The appeal of other sequences and plot twists relies on a similar embrace of the picture’s self-awareness; the unlikeliness of the journey of the school rag, in which Warren has submitted a poem using language recognised by Don Luchese, is entirely absurd. But that’s entirely the point. I found it enormous fun, and it’s clear Besson was having a good time putting it together. Elsewhere, the director undercuts the expected. The big climax, when it comes, is as assured as any action set piece he’s delivered in the past. Yet the head of the family doesn’t get to kill anyone. It’s mostly the chips off the old block that take down the marauding mobsters. Part of that may well be Besson indulging his fetish for kick-ass young women once again. He’s like a very French Joss Whedon in that way.
Besson’s regular cinematographer Thierry Arbogast comes up trumps with a typically bold and primary palette. When the action arrives, it is muscular and clearly defined, and there are some lovely touches; Di Cicco (Jimmy Palumbo) puts a hit on a family after blowing in their front door, his gun appears first through the shroud of smoke billowing down the hallway. When he and his team arrive in the village to whack Fred, they descend from the train in slow motion to the sound of Gorillaz’ Clint Eastwood. The score from Evgueni and Sacha Galperine perhaps overdoes the quirky mannerisms in places, but generally it’s an appropriate accompaniment.

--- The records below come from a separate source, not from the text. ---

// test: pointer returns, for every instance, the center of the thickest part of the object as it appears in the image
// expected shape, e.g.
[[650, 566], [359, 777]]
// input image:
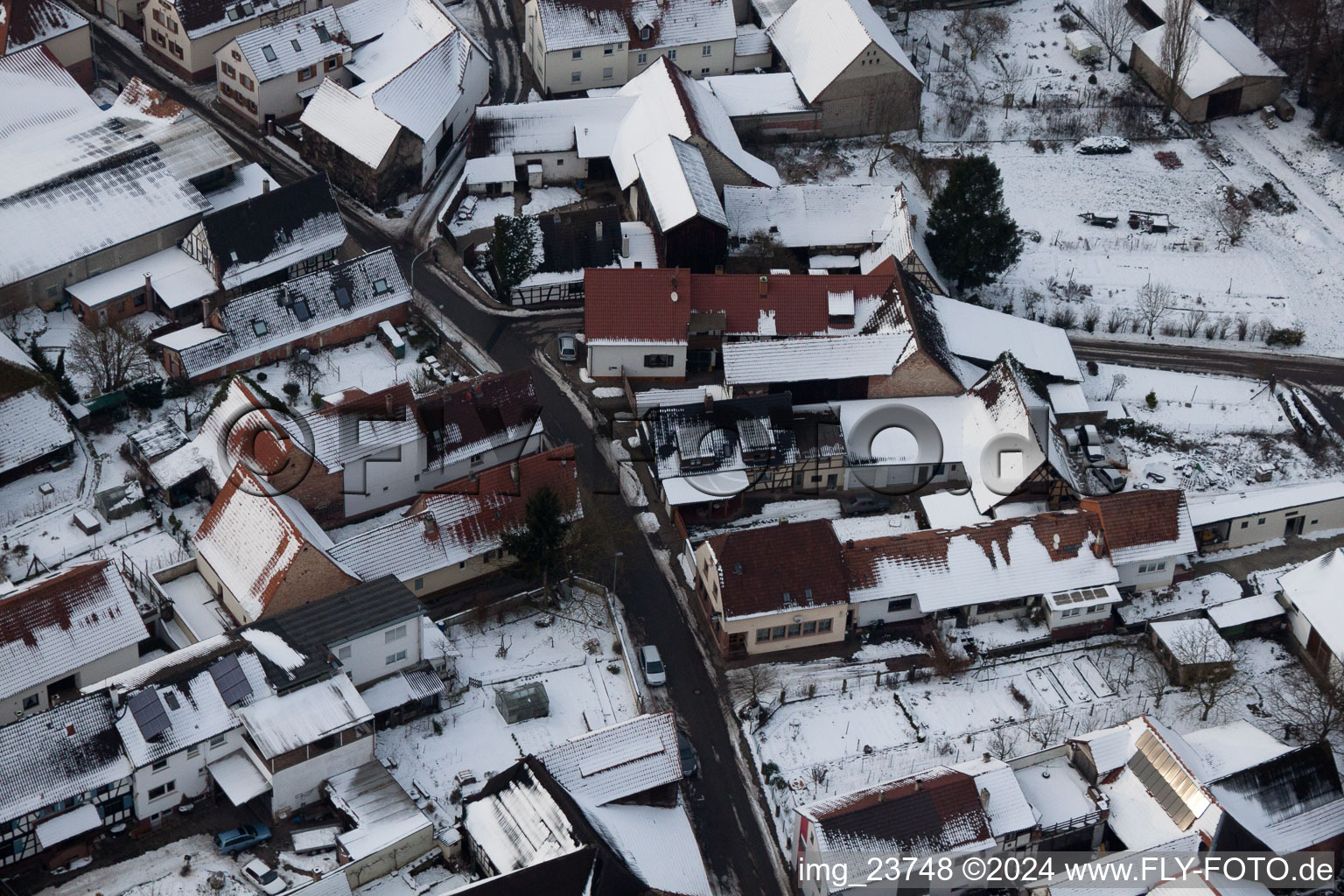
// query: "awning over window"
[[73, 823], [238, 778]]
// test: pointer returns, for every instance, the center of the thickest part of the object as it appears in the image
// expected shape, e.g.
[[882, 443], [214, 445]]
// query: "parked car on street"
[[240, 838], [690, 763], [569, 348], [263, 878], [651, 664]]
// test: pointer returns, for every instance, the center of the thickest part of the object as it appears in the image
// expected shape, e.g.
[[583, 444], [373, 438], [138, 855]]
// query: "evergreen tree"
[[539, 546], [970, 235]]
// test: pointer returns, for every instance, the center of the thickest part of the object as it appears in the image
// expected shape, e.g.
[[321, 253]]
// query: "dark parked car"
[[240, 838], [690, 765]]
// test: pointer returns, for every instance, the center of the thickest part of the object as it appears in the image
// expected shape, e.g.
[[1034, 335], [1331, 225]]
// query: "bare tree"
[[1208, 665], [1113, 27], [1195, 318], [1117, 382], [892, 110], [1179, 50], [1233, 213], [1152, 679], [1003, 742], [110, 355], [1311, 704], [978, 30], [752, 682], [1153, 304]]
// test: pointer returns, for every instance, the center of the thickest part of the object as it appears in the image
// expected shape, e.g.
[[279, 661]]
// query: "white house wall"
[[300, 785]]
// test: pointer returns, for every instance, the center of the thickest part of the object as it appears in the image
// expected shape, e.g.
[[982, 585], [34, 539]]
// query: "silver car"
[[569, 348]]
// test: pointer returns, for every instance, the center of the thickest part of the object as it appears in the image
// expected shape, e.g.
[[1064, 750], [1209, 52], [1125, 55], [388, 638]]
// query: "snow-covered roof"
[[288, 46], [1222, 54], [812, 215], [63, 621], [60, 754], [998, 560], [90, 211], [586, 125], [982, 335], [656, 843], [950, 509], [1193, 641], [1289, 802], [820, 38], [519, 823], [617, 762], [381, 808], [1206, 509], [34, 427], [491, 170], [353, 122], [1253, 609], [1313, 589], [1002, 795], [567, 24], [38, 92], [1110, 748], [460, 520], [669, 102], [932, 812], [757, 94], [195, 710], [175, 277], [286, 722], [1233, 747], [824, 358], [253, 539], [676, 183], [293, 311]]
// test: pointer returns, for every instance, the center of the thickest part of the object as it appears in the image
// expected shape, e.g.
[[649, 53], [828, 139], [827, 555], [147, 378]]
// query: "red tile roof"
[[636, 304], [1130, 519], [759, 566]]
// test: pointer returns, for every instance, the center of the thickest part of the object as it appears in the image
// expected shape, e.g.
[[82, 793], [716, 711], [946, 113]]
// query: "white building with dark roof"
[[62, 775], [330, 306], [416, 78], [577, 47], [62, 632]]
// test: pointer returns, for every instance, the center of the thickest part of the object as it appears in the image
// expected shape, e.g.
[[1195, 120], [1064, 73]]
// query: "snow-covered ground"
[[569, 650], [865, 724]]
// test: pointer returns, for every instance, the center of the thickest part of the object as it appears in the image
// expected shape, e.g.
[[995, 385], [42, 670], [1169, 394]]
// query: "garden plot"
[[567, 650], [843, 739], [1188, 402]]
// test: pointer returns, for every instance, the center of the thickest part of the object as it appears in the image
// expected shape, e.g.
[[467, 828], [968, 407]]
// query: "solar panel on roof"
[[230, 680], [150, 713]]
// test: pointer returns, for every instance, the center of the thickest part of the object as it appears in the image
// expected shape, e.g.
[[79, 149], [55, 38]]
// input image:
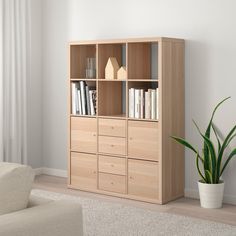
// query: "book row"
[[143, 104], [83, 99]]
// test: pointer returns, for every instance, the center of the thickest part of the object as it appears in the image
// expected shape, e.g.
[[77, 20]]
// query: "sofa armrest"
[[57, 218]]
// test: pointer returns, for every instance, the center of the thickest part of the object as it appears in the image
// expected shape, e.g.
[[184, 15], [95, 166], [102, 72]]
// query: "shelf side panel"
[[172, 119]]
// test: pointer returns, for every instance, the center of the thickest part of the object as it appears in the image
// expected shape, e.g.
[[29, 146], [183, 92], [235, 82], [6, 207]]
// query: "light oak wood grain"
[[78, 59], [112, 145], [112, 127], [84, 170], [143, 178], [112, 165], [139, 60], [143, 140], [84, 134], [139, 140], [172, 87]]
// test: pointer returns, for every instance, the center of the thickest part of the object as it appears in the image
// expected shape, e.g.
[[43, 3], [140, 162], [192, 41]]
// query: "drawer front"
[[112, 183], [112, 145], [143, 140], [84, 134], [143, 179], [84, 170], [113, 165], [111, 127]]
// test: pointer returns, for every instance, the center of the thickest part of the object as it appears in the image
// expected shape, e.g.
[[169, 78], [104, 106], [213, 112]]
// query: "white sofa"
[[25, 215], [44, 218]]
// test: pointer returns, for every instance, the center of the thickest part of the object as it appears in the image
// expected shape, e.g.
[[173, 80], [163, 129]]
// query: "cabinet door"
[[143, 140], [112, 127], [112, 145], [84, 170], [84, 134], [143, 179], [112, 165]]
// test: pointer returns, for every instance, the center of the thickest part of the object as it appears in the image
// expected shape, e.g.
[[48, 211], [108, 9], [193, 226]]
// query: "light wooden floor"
[[183, 206]]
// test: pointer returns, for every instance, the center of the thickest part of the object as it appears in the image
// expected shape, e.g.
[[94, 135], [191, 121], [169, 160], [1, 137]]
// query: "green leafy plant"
[[213, 159]]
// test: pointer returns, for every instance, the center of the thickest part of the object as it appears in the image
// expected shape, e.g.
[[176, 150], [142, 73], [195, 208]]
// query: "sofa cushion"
[[15, 185]]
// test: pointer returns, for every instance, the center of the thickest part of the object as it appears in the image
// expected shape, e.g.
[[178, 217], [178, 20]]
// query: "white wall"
[[210, 33], [34, 88]]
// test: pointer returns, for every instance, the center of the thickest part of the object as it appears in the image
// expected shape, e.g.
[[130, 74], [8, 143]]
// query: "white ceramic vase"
[[211, 195]]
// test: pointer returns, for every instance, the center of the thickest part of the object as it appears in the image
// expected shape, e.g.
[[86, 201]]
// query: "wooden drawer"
[[143, 140], [143, 178], [112, 127], [84, 134], [113, 165], [112, 145], [112, 183], [84, 170]]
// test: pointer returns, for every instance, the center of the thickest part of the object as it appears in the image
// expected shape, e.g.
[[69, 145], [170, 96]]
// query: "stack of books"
[[83, 99], [143, 104]]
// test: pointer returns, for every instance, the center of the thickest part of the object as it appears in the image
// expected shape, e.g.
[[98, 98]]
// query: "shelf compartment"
[[110, 50], [76, 101], [78, 59], [112, 98], [143, 110], [143, 61]]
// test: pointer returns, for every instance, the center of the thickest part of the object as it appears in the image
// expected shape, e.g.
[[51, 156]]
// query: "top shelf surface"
[[129, 40]]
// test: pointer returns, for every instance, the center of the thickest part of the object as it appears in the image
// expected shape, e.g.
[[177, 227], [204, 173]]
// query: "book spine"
[[137, 104], [87, 100], [157, 103], [79, 101], [83, 102], [73, 98], [153, 104], [131, 102], [147, 105], [141, 103], [91, 102]]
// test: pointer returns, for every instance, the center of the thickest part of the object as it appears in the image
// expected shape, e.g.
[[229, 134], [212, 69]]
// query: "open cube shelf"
[[125, 148], [78, 59]]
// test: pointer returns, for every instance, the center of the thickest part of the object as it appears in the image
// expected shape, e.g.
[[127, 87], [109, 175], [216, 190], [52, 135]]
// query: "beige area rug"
[[104, 218]]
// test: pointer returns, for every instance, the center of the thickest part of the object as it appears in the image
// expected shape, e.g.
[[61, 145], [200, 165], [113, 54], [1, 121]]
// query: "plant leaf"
[[199, 171], [233, 153], [212, 156], [224, 145], [217, 137], [207, 134], [185, 143]]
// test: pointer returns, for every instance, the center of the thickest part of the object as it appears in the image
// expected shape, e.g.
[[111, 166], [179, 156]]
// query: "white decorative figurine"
[[111, 68]]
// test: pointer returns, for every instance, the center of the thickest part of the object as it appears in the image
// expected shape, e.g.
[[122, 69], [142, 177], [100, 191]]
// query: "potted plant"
[[213, 161]]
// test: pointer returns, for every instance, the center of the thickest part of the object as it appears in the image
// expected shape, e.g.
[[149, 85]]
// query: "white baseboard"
[[192, 193], [50, 171]]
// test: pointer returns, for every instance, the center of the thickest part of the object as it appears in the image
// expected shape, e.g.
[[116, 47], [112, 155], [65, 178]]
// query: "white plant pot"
[[211, 195]]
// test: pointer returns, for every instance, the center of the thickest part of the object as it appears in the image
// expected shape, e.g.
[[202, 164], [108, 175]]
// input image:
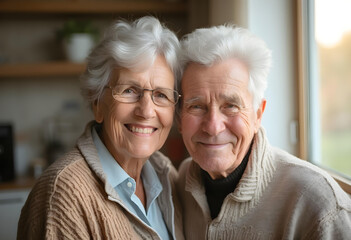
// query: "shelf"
[[91, 6], [48, 69]]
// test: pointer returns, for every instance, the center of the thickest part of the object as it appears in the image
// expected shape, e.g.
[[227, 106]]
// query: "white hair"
[[209, 45], [131, 45]]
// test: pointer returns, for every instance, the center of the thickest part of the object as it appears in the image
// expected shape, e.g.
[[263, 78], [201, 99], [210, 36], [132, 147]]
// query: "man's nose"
[[213, 123]]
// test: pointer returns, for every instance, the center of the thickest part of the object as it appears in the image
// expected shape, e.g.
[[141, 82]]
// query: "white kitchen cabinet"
[[11, 203]]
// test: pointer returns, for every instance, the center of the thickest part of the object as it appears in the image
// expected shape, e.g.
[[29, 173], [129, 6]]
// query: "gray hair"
[[209, 45], [132, 45]]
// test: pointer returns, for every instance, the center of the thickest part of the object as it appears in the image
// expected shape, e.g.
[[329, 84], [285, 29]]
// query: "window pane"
[[333, 74]]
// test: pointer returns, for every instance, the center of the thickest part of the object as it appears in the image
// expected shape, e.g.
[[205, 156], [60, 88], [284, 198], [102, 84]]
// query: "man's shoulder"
[[309, 180]]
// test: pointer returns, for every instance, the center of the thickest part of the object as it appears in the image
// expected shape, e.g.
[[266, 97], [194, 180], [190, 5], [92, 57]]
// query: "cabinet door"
[[11, 203]]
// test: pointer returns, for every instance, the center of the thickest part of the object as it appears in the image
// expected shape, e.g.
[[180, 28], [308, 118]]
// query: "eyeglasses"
[[162, 97]]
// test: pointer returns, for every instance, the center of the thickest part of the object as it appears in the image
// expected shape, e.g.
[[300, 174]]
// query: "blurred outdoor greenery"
[[335, 102]]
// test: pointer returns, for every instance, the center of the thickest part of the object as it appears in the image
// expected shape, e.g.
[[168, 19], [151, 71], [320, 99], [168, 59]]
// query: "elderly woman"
[[115, 184]]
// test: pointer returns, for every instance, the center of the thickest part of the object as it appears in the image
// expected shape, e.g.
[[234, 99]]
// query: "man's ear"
[[259, 114], [99, 117]]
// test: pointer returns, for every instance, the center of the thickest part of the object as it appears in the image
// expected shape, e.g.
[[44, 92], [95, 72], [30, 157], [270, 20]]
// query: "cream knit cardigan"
[[278, 197], [72, 200]]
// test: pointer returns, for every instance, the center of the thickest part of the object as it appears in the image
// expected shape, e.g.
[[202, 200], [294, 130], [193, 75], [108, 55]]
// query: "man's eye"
[[231, 108], [196, 109]]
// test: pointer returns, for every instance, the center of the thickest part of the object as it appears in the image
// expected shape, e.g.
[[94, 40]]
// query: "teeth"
[[141, 130]]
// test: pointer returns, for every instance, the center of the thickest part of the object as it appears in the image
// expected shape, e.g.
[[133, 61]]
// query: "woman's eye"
[[160, 95], [129, 91]]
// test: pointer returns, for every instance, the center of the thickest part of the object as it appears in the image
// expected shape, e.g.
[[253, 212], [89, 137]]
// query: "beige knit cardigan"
[[72, 200]]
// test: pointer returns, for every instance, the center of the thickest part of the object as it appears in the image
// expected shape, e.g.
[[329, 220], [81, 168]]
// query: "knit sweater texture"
[[73, 200], [278, 197]]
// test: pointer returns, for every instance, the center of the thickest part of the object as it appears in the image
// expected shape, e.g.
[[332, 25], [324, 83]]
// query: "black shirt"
[[218, 189]]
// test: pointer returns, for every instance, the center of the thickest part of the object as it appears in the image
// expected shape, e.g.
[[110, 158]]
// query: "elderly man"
[[235, 185]]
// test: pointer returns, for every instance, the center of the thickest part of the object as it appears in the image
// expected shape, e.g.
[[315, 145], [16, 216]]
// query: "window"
[[325, 91]]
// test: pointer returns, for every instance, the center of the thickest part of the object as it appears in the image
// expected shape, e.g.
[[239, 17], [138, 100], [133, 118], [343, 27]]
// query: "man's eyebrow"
[[232, 99], [192, 100]]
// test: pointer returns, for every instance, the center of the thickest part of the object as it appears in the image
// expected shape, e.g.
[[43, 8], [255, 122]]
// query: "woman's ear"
[[99, 117]]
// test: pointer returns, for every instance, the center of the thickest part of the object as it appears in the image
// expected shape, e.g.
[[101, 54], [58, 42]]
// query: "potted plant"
[[78, 38]]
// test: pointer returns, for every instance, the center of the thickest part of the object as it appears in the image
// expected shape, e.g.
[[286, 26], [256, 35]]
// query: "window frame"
[[304, 72]]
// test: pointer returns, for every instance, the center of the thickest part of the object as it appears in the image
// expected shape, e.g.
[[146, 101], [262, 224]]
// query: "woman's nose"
[[145, 107]]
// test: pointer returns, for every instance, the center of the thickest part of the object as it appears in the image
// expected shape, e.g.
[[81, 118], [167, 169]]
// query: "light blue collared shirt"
[[125, 187]]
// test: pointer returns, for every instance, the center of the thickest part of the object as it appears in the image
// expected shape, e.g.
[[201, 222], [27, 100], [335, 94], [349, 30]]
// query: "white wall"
[[273, 21]]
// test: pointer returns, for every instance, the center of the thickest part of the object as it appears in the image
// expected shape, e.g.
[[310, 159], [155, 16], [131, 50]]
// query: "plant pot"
[[78, 46]]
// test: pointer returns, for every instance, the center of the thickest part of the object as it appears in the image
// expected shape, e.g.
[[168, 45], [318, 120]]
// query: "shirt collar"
[[114, 172], [116, 175]]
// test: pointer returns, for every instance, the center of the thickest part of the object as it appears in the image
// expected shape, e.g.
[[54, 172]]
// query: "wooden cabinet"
[[42, 9]]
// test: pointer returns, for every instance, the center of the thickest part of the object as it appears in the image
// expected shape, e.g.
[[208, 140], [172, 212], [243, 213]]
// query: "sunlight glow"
[[332, 21]]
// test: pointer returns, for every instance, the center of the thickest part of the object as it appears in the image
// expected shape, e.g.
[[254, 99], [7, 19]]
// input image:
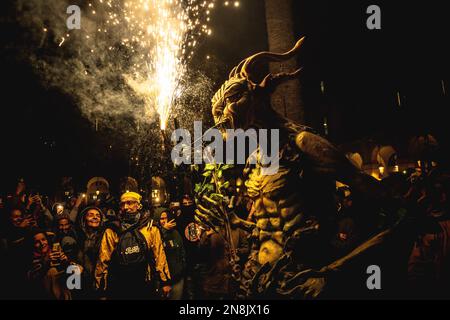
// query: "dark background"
[[44, 136]]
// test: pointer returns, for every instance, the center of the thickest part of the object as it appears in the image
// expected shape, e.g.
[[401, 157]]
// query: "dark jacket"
[[89, 245], [174, 248]]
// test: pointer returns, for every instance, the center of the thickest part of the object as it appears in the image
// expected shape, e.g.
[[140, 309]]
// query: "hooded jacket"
[[109, 242], [89, 243], [174, 248]]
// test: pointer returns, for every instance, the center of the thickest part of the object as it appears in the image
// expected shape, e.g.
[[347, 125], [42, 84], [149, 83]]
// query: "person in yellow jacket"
[[131, 255]]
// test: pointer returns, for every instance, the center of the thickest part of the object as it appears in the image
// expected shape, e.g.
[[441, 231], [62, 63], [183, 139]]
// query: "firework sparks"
[[158, 33]]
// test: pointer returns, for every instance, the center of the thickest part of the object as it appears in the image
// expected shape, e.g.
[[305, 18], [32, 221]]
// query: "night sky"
[[44, 135]]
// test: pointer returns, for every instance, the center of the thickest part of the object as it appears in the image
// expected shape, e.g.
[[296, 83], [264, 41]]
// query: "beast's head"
[[235, 104]]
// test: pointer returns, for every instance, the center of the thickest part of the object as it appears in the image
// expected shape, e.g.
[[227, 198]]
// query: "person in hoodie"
[[14, 253], [174, 248], [66, 235], [91, 229], [131, 256]]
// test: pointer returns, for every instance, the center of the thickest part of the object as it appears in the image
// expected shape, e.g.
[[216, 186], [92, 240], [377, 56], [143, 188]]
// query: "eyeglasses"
[[129, 202]]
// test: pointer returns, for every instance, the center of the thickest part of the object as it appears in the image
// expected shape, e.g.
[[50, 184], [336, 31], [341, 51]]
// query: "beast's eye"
[[233, 97]]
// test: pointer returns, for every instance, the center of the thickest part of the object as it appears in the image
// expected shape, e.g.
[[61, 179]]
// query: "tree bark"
[[286, 99]]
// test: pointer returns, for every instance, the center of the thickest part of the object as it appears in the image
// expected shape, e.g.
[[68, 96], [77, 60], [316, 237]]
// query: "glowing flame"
[[157, 32]]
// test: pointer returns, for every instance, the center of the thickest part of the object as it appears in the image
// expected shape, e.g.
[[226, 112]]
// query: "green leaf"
[[207, 173], [226, 184], [209, 167]]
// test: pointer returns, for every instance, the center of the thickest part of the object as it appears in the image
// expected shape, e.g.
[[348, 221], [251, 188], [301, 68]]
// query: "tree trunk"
[[286, 99]]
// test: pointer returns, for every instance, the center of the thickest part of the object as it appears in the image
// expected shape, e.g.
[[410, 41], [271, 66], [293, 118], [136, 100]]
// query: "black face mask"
[[188, 209], [129, 220]]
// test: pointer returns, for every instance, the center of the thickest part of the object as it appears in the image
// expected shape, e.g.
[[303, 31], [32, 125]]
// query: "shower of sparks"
[[154, 38], [161, 36]]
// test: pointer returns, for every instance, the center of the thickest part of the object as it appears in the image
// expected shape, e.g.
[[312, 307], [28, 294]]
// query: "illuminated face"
[[93, 218], [16, 218], [40, 243], [232, 105], [163, 219], [59, 209], [64, 225], [130, 206]]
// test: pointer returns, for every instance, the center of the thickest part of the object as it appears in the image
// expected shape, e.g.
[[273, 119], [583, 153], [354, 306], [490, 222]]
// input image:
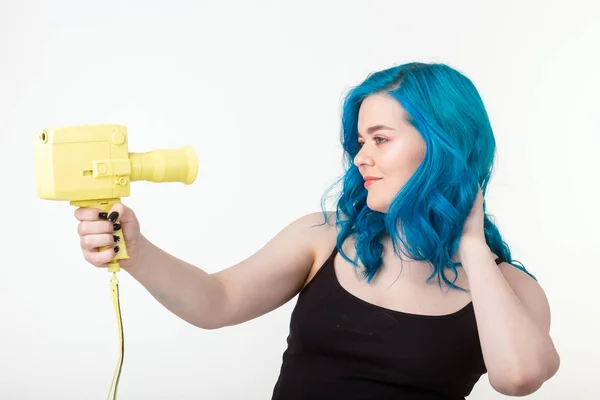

I’ll readily admit I’d sort of given up on Besson over the last fifteen years. He’d announced his retirement at one point, and from Joan of Arc onwards he hasn’t seemed especially energised in either subject matter or approach. All those Arthur and the Invisibles movies can’t be helping matters. It’s like Robert Rodriquez fixating on Spy Kids, except that Besson is talented. Then there’s his prodigious producing and writing career, churning out successive variants on economical hit man scenarios with directors who only need to approximate his style. So it’s good to have him back and showing his mettle. Hopefully this summer’s Lucy will be able to sit alongside his best work.